ANAEL – Mare
Anael n’est pas un groupe de black metal comme les autres. D’abord, les gens de ce groupe ne sont pas norvégiens, comme tout groupe normal de black metal, mais allemands. Ensuite, ils ne portent pas l’uniforme habituel des black métalleux, pas de peinture en noir et blanc sur le visage, pas de cuir et clous de la tête aux pieds, pas de crucifix à l’envers ni de ceinturons à balles. Enfin, Anael n’est pas un nom rappelant l’antichristianisme cher aux groupes de black metal mais c’est le nom d’un des anges de la tradition juive, associé à Vénus et archange de la Netzah, une des dix puissances créatrices de la Kabbale.
Ça vole donc assez haut dans les références culturelles de ce groupe, qui affiche quand même 22 ans d’existence, dont 13 passées à ne rien faire entre la sortie du troisième album ʺFrom arcane firesʺ (2008) et ce nouvel album ʺMareʺ. Le groupe a beau avoir été absent des rayons de disques pendant treize années, le personnel a tenu le coup et est toujours plus ou moins le même, réuni autour du mystérieux batteur Primeumathon (fondateur du groupe en 1999), du non moins mystérieux guitariste chanteur Seraphackh (également membre fondateur d’Anael), du guitariste Christian Wachter (arrivé dans le groupe en 2005 après des séjours chez Alchemyst, Ungod, Gardens Of Gehenna et agissant toujours chez Cosmic Wasteland ou Hellish Crossfire). Le véritable nouveau dans l’affaire est le bassiste Paul Werling, qui a rejoint le groupe en 2019, en provenance de Depravity Of Justice et d’Orae.
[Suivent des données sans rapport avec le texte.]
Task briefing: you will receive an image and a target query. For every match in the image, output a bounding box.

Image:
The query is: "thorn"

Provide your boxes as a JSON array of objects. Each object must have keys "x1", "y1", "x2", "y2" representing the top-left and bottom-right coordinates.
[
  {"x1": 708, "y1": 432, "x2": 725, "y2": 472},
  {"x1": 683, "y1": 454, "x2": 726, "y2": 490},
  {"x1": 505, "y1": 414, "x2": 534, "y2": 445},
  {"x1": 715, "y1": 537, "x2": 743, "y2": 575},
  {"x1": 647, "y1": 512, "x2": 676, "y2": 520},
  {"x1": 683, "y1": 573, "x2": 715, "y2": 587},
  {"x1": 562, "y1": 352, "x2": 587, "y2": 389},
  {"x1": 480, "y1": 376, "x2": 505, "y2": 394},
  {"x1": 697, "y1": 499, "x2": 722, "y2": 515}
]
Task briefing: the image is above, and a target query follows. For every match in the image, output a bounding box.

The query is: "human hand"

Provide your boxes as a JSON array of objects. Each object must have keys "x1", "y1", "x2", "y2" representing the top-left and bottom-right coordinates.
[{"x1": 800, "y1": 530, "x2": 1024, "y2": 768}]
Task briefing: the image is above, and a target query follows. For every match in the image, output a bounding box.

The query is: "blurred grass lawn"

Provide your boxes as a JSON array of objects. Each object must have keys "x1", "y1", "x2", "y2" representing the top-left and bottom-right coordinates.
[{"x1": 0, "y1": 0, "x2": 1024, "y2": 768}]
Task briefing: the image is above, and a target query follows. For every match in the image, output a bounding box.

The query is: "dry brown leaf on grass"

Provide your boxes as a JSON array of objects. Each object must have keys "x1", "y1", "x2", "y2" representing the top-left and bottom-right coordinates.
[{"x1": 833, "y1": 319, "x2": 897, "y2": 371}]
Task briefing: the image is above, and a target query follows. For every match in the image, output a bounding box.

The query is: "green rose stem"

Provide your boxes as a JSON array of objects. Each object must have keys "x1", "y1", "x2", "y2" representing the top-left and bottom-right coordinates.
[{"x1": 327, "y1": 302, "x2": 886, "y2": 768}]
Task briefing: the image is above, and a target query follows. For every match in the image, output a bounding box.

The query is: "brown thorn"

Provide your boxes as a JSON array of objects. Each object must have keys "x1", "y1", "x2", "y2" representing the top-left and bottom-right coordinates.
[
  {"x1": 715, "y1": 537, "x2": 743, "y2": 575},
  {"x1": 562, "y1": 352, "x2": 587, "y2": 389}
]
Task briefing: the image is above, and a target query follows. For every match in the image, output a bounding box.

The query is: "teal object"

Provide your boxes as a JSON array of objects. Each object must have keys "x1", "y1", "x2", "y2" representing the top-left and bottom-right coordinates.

Anael est un donc un groupe assez atypique qui a effectué un parcours musical intéressant, débutant ses méfaits avec un premier album ʺNecromantic ritualsʺ (2003) assez influencé par Celtic Frost, poursuivant avec le cœur de son œuvre, représenté par les deux albums ʺOn wings of Mercuryʺ (2005) et ʺFrom arcane firesʺ (2008), qui voyaient le groupe formuler un black metal resté mélodique tout en se plongeant dans des eaux sombres et tourmentées. Ces albums avaient reçu un accueil favorable des milieux autorisés baignant dans le black metal pointu. Et puis, on ne sait trop pourquoi, une période de silence s’est abattue sur Anael, qui mettra treize ans avant de coucher de nouvelles chansons sur la partition.
Le groupe revient en fait ici aux affaires avec une vision musicale que l’on sent avoir mûri au fil des années. Certaines critiques du Net se sont avouées déçues par cet album, sans doute parce que l’on n’y retrouvait pas tout à fait le quota de black metal traditionnel attendu par les consommateurs du genre. Et c’est précisément là où réside l’intérêt de ce disque, dans son approche un peu différente de la question black metal. Si le chant est incontestablement black, avec ses croassements poisseux venant des profondeurs, les compositions sont assez versatiles pour évoluer du black vers un certain death metal progressif erratique et imprévisible.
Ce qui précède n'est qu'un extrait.